Verge is on Bittrex where there is quite a bit of volume. 355 BTC or 1.2 million USD is total volume as I write,
most of that on Bittrex.
 With this kind of volume I imagine you could buy or sell 3 BTC worth anytime without much trouble. That
would be about 3 milllion or so XVG.
I just got an Android phone that will load the XVG wallet that is the
only phone wallet that sends a coin totally anonymously and will download it when I hear the password bug
has been fixed. Then maybe show it around and try to get more users on board.

Nope, wrong again. What you're referring to in economics is known as divisibility. If you had done a simple Google search you would see that Fungibility clearly is "is the property of a good or a commodity whose individual units are capable of mutual substitution (i.e., interchangeability)" (Wikipedia). Verge does not have this property. As said above, I can still as CoinBase, etc tell you're sending from an address associated with SatoshiDice, etc and ban your account for attempting to use coin gained from gambling which violates my terms of service. Because that tainted coin(s) isn't accepted on exchanges, it is less valuable because I can't cash out on exchanges with it and thus it's value is effectively 0 compared to another Verge coin which isn't tainted (yet).

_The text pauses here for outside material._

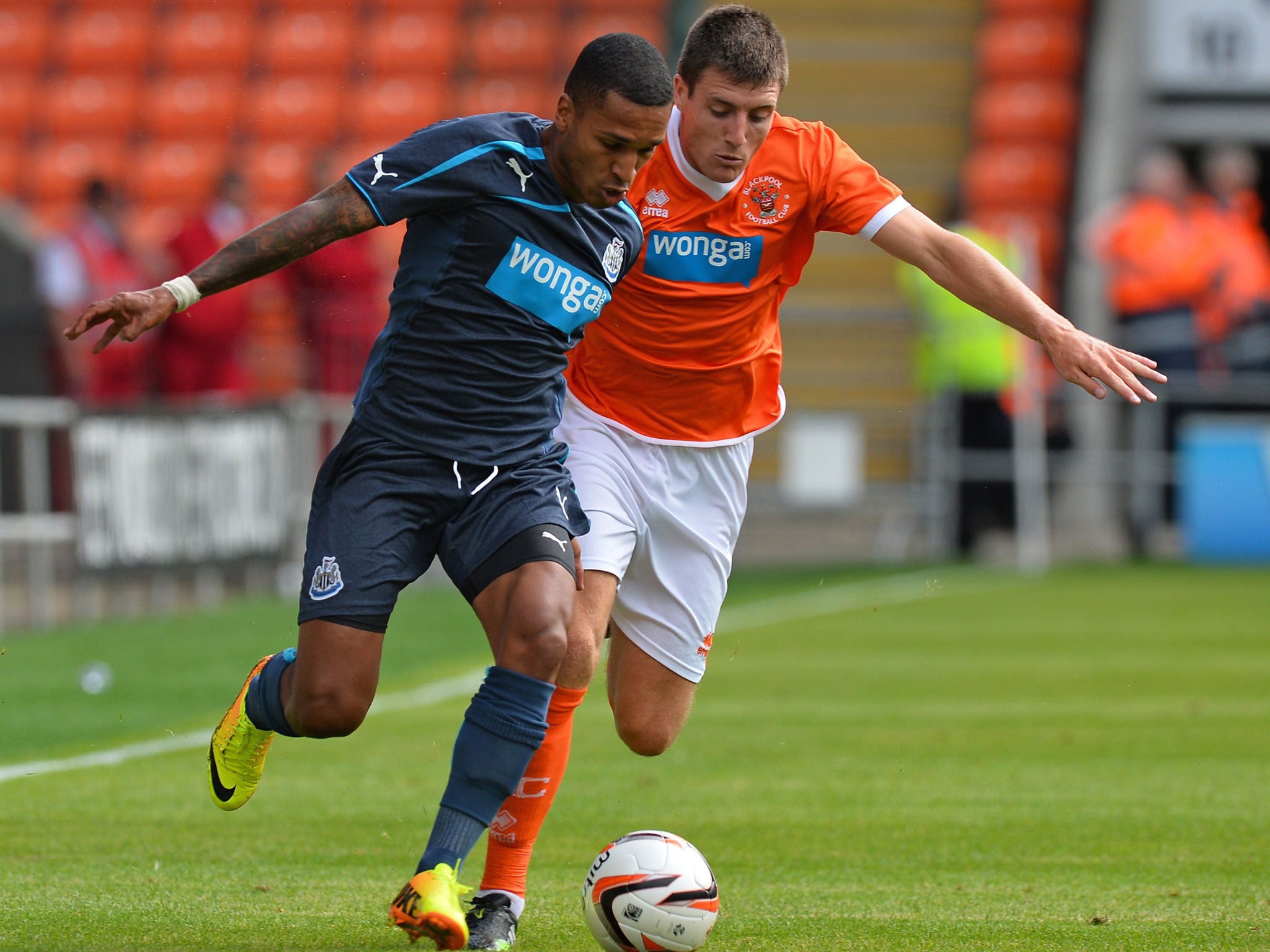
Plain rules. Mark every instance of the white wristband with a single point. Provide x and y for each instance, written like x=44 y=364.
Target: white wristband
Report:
x=184 y=291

There has been some rumors that Monero is not really anonymous. May some people will switch to Verge, which would be amazing.

Rumors != Fact. But... just for fun... are we playing the rumor game? Rumor has it like TorCoin (a BitCoin + Tor scam), Verge developers will also cash out of their Bitcoin + Tor scam by the end of next year leaving anyone foolish enough to buy a bag and not cash out before it's too late, holding a bag.